There can never be enough human roe in an embryology laboratory.

A confession: it was oddly reassuring — even for me, an unmarried nullipara, verging on menopause, not interested in having children — to see that eggs were being produced, that the potential, at least, was there. That I was — inescapably — woman.

By July several dozen eggs were stored in Tad’s freezer in the Embrology Lab: mine and others. By September I had photographed a human ovum (mine, again) being beaten down its long salpingeal tunnel towards the womb. I would have liked to capture this on video; stills did not quite do the process justice. There was something driven about it, something harassed, almost panicky in the movement of that tiny egg-bubble: flushed by waves of cilia like a tigress through long grass.

By Christmas I had photographed fusion: the point of impact, tadpole and egg (not mine!).

All of which — I admit — was mostly icing. PR fun and games. Glossy portraits for the journals. My real intention was to become so adept with the instrument that I could plant an egg wherever I wanted; for that matter fertilise an egg wherever I wanted.

And keep an eye on the growing blastocoele for the first crucial days thereafter.

Tad spent those first months playing in his own lab (the Embryology Labs with a variety of lasers, teaching himself new techniques of cell manipulation: methods of handling an individual cell, of turning it this way or that, with a focused beam of laser light.

Weekends were difficult. New patterns of living were forcing themselves on me; I was attempting to make sense of the strange notion of leisure. In this I was usually alone: each Friday night Tad vanished by bus in the direction of Brisbane, in search of various pleasures that only the larger, darker city could offer.

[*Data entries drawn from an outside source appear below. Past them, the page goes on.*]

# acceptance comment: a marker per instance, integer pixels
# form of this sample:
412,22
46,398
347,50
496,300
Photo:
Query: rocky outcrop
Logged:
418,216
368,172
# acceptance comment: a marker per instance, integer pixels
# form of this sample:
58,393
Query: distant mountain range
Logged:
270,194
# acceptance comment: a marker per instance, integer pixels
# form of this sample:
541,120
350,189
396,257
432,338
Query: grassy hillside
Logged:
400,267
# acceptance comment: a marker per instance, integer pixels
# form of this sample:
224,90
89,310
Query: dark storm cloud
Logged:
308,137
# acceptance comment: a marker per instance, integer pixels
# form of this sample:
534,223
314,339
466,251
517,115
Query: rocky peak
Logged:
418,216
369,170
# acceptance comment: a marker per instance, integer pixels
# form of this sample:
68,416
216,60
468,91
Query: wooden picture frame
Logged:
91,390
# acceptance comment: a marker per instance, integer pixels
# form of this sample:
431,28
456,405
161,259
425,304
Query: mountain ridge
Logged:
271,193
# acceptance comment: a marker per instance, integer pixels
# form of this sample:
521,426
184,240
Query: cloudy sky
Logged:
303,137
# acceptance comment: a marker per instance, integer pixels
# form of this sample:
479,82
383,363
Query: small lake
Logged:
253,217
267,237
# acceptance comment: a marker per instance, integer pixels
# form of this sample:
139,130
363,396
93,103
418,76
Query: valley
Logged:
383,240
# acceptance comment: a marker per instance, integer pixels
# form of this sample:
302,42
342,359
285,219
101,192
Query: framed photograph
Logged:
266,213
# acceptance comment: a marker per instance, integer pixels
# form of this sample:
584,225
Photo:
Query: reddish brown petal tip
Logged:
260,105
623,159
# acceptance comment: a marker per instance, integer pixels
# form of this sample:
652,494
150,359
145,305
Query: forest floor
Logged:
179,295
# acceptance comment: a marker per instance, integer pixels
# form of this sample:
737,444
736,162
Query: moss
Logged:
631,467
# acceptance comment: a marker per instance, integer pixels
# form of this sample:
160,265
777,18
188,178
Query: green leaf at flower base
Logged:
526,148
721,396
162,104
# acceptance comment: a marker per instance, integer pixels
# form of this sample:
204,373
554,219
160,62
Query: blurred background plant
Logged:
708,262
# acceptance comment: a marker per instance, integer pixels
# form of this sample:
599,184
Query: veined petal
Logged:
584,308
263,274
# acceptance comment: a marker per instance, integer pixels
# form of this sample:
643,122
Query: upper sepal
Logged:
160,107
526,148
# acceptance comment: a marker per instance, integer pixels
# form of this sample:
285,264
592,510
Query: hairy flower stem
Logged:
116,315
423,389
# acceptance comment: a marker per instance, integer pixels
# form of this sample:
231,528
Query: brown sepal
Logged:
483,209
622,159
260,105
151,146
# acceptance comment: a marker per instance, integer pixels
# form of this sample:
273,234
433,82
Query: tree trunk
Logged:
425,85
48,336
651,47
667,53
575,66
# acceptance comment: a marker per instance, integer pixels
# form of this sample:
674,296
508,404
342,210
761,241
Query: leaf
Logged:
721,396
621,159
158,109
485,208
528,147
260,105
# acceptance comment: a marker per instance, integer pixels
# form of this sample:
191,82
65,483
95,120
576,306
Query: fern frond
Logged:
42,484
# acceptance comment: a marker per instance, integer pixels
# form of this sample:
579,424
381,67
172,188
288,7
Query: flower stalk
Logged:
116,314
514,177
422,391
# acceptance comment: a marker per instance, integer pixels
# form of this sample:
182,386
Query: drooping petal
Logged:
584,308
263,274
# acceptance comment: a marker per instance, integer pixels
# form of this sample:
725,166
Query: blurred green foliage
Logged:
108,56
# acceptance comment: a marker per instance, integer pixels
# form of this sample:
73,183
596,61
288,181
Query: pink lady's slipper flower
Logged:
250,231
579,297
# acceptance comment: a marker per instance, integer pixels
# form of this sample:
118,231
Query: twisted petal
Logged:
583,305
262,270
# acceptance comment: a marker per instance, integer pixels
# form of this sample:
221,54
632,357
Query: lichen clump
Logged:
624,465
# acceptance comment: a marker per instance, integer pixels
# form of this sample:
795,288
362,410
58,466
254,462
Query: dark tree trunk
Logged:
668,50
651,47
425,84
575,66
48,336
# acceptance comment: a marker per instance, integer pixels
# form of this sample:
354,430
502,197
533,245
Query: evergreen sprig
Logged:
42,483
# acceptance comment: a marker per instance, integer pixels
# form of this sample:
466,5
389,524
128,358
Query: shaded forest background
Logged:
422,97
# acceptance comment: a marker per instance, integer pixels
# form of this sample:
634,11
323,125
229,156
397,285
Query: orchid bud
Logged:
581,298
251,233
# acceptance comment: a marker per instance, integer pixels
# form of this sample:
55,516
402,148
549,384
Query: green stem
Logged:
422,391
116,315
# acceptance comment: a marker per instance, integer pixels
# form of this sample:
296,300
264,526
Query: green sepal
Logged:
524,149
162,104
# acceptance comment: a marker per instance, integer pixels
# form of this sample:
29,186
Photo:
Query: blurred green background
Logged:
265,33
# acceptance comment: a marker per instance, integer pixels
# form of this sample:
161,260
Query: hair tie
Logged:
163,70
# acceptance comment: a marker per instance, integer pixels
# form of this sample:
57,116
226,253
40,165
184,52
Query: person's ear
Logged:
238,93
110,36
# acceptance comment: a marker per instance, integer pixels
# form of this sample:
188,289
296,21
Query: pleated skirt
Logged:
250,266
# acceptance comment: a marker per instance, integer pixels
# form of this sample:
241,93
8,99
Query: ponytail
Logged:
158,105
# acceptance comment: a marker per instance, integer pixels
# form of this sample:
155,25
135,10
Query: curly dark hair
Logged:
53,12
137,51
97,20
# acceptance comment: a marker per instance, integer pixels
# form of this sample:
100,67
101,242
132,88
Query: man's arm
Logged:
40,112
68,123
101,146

The Gold Coast was a little too clean for him, he complained. Too much the artificial, created city. Too new. There were no dark corners, no alleys — no opportunites for any kind of reasonable evil. Rarely he returned on the Saturday, more often late on Sunday, too exhausted to cook. He had never learnt to drive; the prospect terrified him. On Sunday nights I chauffeured him into Surfers Paradise for a meal: mostly Japanese, his preferred cuisine. His weekends of adventures in the bigger city were never mentioned; nor was our work together. He preferred to swap gossip over food than talk shop; when pressed on the progress of his work he invariably steered the conversation elsewhere.

My own weekends were less easy to fill. Of course my work — my Work — still drew me each Saturday and Sunday morning; if anything I preferred my Department on weekends, with no one else in sight. But there were limits to the things I could do, singlehanded. I took long walks through the afternoons, circumnavigating the lake, wandering through the Rose Cathedral, and the Bible Museum — often ending the day in the Bible Theme Park, on the deck of the Ark. Those two impossible birds, shuffling clumsily about their enclosure, always had the power to move me, to lift me.